Passing Key Vault secrets as environment variables to Databricks clusters and jobs
A very useful feature that Azure Databricks provide us, is the ability to connect the workspace with an Azure Key Vault, and create secret scopes so we can use the secrets in a very easy way, for example:
// To get a secret
dbutils.secrets.get(scope = "secret-scope", key = "secret-name")
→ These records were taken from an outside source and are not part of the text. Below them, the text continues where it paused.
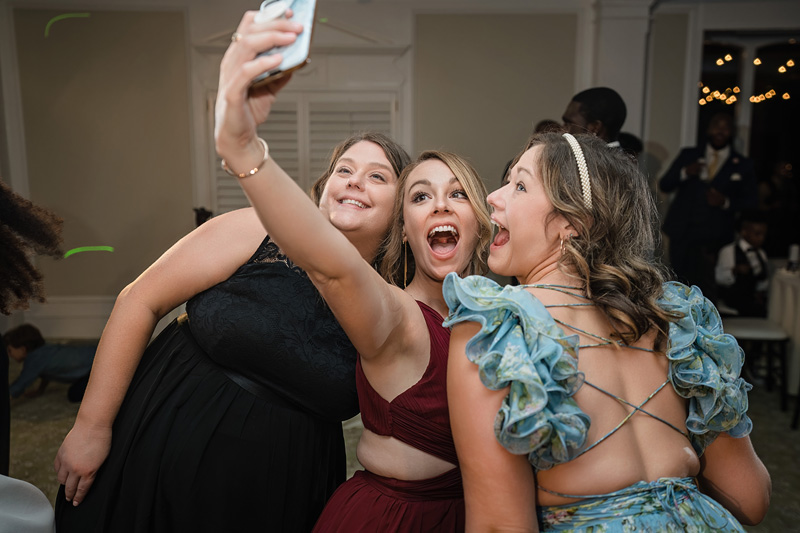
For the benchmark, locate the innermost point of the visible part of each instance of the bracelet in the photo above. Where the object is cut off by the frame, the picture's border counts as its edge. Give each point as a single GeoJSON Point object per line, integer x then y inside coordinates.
{"type": "Point", "coordinates": [252, 170]}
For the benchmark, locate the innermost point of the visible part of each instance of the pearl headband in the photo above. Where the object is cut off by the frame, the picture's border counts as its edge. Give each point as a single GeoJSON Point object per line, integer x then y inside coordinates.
{"type": "Point", "coordinates": [586, 186]}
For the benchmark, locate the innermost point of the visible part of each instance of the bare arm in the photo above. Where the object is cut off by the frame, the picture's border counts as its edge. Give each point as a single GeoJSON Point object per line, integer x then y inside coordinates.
{"type": "Point", "coordinates": [499, 487]}
{"type": "Point", "coordinates": [732, 474]}
{"type": "Point", "coordinates": [332, 262]}
{"type": "Point", "coordinates": [205, 257]}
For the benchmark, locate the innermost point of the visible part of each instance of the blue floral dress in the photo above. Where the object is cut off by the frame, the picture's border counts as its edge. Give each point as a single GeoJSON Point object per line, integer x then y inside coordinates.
{"type": "Point", "coordinates": [521, 346]}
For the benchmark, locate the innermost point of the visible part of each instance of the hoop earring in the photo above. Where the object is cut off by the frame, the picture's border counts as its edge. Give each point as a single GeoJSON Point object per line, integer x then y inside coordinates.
{"type": "Point", "coordinates": [405, 263]}
{"type": "Point", "coordinates": [564, 243]}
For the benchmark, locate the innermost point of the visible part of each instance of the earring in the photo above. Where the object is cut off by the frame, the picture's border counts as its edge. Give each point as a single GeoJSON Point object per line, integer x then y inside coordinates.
{"type": "Point", "coordinates": [564, 242]}
{"type": "Point", "coordinates": [405, 263]}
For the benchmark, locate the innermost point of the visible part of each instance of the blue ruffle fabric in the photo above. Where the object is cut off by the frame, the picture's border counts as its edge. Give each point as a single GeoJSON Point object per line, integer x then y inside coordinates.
{"type": "Point", "coordinates": [520, 345]}
{"type": "Point", "coordinates": [705, 364]}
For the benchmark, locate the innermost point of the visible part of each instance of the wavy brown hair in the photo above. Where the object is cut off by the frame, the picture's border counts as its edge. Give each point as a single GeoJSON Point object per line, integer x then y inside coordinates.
{"type": "Point", "coordinates": [25, 229]}
{"type": "Point", "coordinates": [393, 249]}
{"type": "Point", "coordinates": [613, 251]}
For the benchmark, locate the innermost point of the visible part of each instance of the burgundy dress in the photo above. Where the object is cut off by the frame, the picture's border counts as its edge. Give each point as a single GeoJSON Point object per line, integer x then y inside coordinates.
{"type": "Point", "coordinates": [418, 417]}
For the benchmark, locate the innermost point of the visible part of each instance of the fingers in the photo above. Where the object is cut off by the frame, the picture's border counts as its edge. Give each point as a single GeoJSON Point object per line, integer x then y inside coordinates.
{"type": "Point", "coordinates": [83, 487]}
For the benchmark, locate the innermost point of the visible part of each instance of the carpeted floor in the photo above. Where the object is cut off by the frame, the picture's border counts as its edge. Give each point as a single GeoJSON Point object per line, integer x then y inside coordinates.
{"type": "Point", "coordinates": [38, 426]}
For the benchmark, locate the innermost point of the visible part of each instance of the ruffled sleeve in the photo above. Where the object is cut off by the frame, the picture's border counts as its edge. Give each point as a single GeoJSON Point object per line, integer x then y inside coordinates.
{"type": "Point", "coordinates": [705, 367]}
{"type": "Point", "coordinates": [520, 346]}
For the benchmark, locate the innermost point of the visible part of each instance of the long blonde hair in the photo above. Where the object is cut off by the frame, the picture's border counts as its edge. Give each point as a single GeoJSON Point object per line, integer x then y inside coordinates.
{"type": "Point", "coordinates": [392, 264]}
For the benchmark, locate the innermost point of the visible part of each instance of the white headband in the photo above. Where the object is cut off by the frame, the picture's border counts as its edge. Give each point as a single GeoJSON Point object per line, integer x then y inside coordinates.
{"type": "Point", "coordinates": [586, 186]}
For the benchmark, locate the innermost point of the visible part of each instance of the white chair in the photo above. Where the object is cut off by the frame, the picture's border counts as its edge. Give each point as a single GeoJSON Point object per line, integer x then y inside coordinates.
{"type": "Point", "coordinates": [766, 338]}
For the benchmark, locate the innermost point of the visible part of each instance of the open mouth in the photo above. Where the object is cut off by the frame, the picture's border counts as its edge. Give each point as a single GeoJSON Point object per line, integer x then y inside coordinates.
{"type": "Point", "coordinates": [501, 236]}
{"type": "Point", "coordinates": [350, 201]}
{"type": "Point", "coordinates": [443, 239]}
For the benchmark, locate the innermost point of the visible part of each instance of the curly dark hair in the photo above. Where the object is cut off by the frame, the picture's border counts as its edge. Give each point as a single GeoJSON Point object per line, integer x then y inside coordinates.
{"type": "Point", "coordinates": [25, 229]}
{"type": "Point", "coordinates": [613, 254]}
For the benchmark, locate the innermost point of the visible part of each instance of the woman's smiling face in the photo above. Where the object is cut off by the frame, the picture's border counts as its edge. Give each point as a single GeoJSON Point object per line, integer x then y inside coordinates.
{"type": "Point", "coordinates": [529, 235]}
{"type": "Point", "coordinates": [439, 222]}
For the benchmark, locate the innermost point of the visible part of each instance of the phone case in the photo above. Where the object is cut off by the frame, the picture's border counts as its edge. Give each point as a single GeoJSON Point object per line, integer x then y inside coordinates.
{"type": "Point", "coordinates": [295, 55]}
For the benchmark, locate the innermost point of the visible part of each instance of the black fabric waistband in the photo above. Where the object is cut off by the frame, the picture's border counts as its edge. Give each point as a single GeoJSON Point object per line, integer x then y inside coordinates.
{"type": "Point", "coordinates": [256, 389]}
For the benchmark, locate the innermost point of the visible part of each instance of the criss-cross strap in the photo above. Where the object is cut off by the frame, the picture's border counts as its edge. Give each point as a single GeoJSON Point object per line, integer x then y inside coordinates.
{"type": "Point", "coordinates": [604, 341]}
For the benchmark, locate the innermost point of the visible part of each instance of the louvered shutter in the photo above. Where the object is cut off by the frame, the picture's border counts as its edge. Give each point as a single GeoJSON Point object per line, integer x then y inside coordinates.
{"type": "Point", "coordinates": [281, 133]}
{"type": "Point", "coordinates": [332, 122]}
{"type": "Point", "coordinates": [302, 130]}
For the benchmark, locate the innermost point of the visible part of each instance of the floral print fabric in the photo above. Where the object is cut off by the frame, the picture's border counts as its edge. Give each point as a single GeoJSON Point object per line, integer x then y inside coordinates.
{"type": "Point", "coordinates": [669, 505]}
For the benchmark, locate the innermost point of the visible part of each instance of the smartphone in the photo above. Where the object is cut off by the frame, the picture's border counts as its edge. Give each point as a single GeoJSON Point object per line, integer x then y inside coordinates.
{"type": "Point", "coordinates": [295, 55]}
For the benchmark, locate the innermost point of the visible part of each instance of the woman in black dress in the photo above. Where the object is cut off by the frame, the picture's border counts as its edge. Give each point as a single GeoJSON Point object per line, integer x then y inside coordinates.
{"type": "Point", "coordinates": [231, 419]}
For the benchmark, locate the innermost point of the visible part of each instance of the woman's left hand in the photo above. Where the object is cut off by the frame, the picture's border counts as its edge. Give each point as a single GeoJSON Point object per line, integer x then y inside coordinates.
{"type": "Point", "coordinates": [240, 109]}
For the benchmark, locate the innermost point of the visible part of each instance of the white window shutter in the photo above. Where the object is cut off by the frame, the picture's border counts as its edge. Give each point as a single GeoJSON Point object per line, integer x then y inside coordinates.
{"type": "Point", "coordinates": [302, 130]}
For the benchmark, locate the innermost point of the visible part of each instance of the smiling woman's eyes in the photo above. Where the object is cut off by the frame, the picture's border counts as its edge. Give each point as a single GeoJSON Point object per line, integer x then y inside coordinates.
{"type": "Point", "coordinates": [418, 196]}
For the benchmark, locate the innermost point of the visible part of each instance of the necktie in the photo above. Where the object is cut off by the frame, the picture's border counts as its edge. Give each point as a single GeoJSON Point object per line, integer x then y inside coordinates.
{"type": "Point", "coordinates": [712, 165]}
{"type": "Point", "coordinates": [761, 266]}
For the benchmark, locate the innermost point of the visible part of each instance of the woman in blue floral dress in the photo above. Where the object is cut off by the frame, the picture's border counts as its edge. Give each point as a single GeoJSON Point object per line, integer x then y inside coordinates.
{"type": "Point", "coordinates": [593, 396]}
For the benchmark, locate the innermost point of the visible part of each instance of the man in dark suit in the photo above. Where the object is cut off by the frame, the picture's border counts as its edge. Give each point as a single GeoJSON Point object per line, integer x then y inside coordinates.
{"type": "Point", "coordinates": [712, 183]}
{"type": "Point", "coordinates": [599, 110]}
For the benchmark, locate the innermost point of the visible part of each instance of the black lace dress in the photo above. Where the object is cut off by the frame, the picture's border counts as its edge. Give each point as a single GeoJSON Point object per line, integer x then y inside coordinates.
{"type": "Point", "coordinates": [233, 419]}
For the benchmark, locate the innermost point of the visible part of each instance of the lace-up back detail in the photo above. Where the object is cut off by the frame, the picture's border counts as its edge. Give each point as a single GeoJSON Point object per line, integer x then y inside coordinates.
{"type": "Point", "coordinates": [602, 342]}
{"type": "Point", "coordinates": [523, 347]}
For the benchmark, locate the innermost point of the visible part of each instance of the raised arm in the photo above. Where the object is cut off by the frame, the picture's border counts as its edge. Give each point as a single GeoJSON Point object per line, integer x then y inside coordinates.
{"type": "Point", "coordinates": [499, 487]}
{"type": "Point", "coordinates": [355, 292]}
{"type": "Point", "coordinates": [205, 257]}
{"type": "Point", "coordinates": [732, 474]}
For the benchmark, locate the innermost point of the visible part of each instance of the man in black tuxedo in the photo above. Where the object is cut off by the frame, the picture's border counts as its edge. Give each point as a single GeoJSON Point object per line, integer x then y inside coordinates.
{"type": "Point", "coordinates": [712, 183]}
But you can also pass secrets as environment variables, and to the spark configurations of clusters during its definition.
For example:
- From the UI: you can go to the cluster definition, and in Advance Options you can define variables that use secrets in the following way:
spark.configuration={{secrets/scope-name/secret-name}}
environment_variable={{secrets/scope-name/secret-name}}
- From a json’s job definition:
{
"name": "job-name",
.....
"tasks": [
{ ... }
],
"job_clusters": [
{
"job_cluster_key": "job_name",
"new_cluster": {
"spark_conf": {
"spark.configuracion.value": "{{secrets/defaultkeyvault/secret-name}}"
},
"spark_env_vars": {
"environment_variable": "{{secrets/defaultkeyvault/secret-name}}"
},
...
}
}
],
...
}
These two variables will be changed to its corresponding value when the cluster is starting, this way you don’t need to hardcode values!